Fundimos el chocolate junto con la mantequilla. Se puede hacer en el microondas pero yo prefiero al baño María porque lo controlo mejor, solo se mancha una cazuelita más, y ni siquiera porque es agua, y se tarda lo mismo. Mezclamos bien y retiramos el bol para que pierda calor.

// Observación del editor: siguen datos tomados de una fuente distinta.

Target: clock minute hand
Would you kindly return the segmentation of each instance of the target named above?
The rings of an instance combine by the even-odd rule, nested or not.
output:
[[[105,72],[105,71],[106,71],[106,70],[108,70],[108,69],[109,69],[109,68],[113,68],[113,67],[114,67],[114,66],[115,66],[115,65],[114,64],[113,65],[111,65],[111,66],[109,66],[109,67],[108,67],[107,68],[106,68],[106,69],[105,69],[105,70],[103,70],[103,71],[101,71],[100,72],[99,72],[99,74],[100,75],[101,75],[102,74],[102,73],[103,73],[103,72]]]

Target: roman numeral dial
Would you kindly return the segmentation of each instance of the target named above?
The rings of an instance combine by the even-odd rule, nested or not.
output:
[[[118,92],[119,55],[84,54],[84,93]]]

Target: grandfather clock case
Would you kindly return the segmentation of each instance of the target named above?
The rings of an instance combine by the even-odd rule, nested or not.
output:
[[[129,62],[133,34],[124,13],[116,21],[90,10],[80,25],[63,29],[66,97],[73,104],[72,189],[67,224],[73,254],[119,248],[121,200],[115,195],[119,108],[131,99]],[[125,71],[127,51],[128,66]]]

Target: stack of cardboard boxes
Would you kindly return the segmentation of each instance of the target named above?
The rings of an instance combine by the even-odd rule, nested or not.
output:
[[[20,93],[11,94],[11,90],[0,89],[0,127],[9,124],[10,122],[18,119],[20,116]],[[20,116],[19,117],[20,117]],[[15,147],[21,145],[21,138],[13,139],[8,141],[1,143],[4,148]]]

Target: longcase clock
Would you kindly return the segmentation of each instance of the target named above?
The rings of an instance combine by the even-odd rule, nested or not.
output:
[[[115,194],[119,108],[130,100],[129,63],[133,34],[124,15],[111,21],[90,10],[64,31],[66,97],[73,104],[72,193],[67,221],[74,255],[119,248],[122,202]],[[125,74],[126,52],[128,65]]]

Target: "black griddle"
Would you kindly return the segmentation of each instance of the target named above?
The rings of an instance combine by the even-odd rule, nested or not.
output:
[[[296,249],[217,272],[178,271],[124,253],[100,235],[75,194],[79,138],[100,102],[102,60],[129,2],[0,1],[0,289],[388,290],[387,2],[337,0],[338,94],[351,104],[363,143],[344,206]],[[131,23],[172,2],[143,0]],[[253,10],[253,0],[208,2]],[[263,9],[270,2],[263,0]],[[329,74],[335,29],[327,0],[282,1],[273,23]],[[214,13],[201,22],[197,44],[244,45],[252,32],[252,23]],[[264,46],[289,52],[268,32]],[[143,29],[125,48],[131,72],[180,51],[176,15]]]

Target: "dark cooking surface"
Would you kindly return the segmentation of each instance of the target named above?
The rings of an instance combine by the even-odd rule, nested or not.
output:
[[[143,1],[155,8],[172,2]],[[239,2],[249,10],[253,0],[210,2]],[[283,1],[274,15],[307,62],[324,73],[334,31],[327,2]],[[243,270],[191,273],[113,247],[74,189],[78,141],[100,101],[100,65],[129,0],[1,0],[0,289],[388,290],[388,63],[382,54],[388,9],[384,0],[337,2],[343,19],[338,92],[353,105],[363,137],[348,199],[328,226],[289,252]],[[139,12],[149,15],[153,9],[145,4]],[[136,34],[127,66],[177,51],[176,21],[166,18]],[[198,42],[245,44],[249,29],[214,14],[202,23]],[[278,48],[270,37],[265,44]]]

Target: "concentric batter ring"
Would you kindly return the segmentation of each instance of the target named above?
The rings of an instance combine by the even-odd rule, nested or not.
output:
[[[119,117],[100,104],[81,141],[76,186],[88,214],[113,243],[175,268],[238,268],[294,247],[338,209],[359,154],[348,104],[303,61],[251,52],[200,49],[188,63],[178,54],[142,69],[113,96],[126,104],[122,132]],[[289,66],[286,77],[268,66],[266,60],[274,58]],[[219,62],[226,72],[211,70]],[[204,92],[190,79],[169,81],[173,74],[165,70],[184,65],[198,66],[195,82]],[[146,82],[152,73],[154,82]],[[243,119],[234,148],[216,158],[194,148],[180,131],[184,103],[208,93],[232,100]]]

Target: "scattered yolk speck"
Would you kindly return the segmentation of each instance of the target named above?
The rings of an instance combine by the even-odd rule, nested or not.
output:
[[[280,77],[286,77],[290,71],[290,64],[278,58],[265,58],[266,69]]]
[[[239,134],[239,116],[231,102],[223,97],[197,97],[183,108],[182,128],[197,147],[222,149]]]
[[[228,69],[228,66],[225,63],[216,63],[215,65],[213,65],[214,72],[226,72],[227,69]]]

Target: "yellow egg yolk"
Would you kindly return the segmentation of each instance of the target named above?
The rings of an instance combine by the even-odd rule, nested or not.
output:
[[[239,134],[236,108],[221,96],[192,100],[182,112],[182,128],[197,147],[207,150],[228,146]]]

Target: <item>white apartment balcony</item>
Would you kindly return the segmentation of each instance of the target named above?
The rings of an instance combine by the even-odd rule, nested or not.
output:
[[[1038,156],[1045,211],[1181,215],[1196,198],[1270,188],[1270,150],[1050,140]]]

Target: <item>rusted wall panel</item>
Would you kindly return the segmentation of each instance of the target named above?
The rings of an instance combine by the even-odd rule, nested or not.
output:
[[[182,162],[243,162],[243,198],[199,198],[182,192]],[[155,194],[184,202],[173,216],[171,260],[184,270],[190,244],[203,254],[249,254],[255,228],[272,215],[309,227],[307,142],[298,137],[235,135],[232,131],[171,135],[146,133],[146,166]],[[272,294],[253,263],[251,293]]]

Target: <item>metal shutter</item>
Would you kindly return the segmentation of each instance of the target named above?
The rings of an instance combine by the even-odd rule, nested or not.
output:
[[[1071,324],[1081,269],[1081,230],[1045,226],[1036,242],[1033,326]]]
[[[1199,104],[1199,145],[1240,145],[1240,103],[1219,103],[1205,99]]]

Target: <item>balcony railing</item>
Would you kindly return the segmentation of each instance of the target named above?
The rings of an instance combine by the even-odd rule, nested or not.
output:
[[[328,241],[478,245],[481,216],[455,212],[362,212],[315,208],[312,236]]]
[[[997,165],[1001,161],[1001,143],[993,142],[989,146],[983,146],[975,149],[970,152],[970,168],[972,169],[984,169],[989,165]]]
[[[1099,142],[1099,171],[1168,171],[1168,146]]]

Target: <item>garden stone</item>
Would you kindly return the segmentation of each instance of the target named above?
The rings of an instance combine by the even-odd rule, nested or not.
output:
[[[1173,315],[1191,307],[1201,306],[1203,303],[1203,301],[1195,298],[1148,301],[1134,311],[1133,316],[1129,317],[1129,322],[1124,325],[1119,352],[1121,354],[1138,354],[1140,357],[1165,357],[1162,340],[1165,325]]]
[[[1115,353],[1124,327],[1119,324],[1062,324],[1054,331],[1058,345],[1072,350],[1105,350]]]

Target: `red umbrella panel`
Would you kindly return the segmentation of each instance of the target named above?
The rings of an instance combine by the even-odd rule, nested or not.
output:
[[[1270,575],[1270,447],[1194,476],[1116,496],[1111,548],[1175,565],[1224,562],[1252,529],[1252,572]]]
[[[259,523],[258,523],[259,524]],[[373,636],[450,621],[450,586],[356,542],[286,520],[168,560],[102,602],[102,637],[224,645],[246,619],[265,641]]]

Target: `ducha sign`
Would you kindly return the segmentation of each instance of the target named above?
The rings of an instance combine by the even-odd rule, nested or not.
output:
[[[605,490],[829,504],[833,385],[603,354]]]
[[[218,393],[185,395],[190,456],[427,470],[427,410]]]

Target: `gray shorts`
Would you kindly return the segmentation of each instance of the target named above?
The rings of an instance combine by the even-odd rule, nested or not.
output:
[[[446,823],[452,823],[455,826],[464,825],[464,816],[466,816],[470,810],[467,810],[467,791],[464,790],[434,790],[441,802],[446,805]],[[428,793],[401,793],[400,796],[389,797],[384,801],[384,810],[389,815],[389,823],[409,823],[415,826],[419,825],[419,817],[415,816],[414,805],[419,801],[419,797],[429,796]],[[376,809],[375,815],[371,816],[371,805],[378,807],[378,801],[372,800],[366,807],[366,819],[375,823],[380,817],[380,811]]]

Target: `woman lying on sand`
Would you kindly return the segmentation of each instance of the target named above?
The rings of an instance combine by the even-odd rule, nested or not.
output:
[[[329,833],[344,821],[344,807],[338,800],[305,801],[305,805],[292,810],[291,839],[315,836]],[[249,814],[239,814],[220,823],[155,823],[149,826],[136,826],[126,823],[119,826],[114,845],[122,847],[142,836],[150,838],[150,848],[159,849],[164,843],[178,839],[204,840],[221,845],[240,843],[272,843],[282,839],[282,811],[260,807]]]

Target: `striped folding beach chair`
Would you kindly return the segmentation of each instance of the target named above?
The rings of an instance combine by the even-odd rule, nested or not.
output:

Aparte, batimos los huevos con el azúcar y la vainilla hasta que blanqueen y se monten un poco (unos cinco minutos). Incorporamos a los huevos+azúcar el chocolate+mantequilla templado y, por último, la harina que habremos mezclado con la levadura y la pizquita de sal. Mezclamos todo bien hasta que nos quede una masa más espesa que una mousse. La tapamos y la metemos en el frigorífico. Para hacerlo escrupulosamente bien, como me gusta a mí, lo suyo es entre 4 horas y toda la noche pero si lo que os ha pasado es que habéis decidido a última hora hacer estas galletas porque no tenéis otro plan mejor con los niños, pues solo dejáis que se enfríe un rato y ya está. Están tan buenas que, aunque queden un poco menos buenas, siguen estando muy buenas así que no dejéis que la falta de previsión frene vuestra capacidad de improvisación.

Cuando saquemos la masa y nos pongamos al lío, vamos calentando el horno a 180 ºC, con calor arriba y abajo.

Al enfriarse, la masa queda bastante dura, perfecta para manejarla con las manos, las manitas o las manazas, según lo que tengáis por casa. Ahora toda la dificultad está en hacer bolitas como si fueran albóndigas pequeñas y rebozarlas muy bien en azúcar glas como si fuera harina. ¿He dicho que voy hilando ideas de dos en dos? Precisamente el otro día Susana de webos fritos publicó esta entrada con un megaconsejo para dar forma a las albóndigas. Tengo que reconocer que al principio me pareció bien, pero dije «Bah, si a mí siempre me han quedado genial haciéndolo con las dos manos, como toda la vida». ¡Error! Nunca subestimes el poder de una taza de café. Resulta que este sistema es más limpio, consigue albondiguillas más redondas y encima solo usas la harina estrictamente necesaria. Así que, aunque las niñas se estaban empleando a fondo con sus bolitas, mi perfeccionismo fue detrás de ellas acompañado de una tacita con azúcar para darles el último toque de redondez y cobertura. Se van colocando un poco separadas en una bandeja con un papel de horno y se hornean durante 14 o 15 minutos. Para esta cantidad yo hago dos bandejas, y mientras se cuecen las primeras vamos haciendo las segundas. Se dejan enfriar en una rejilla y ya está.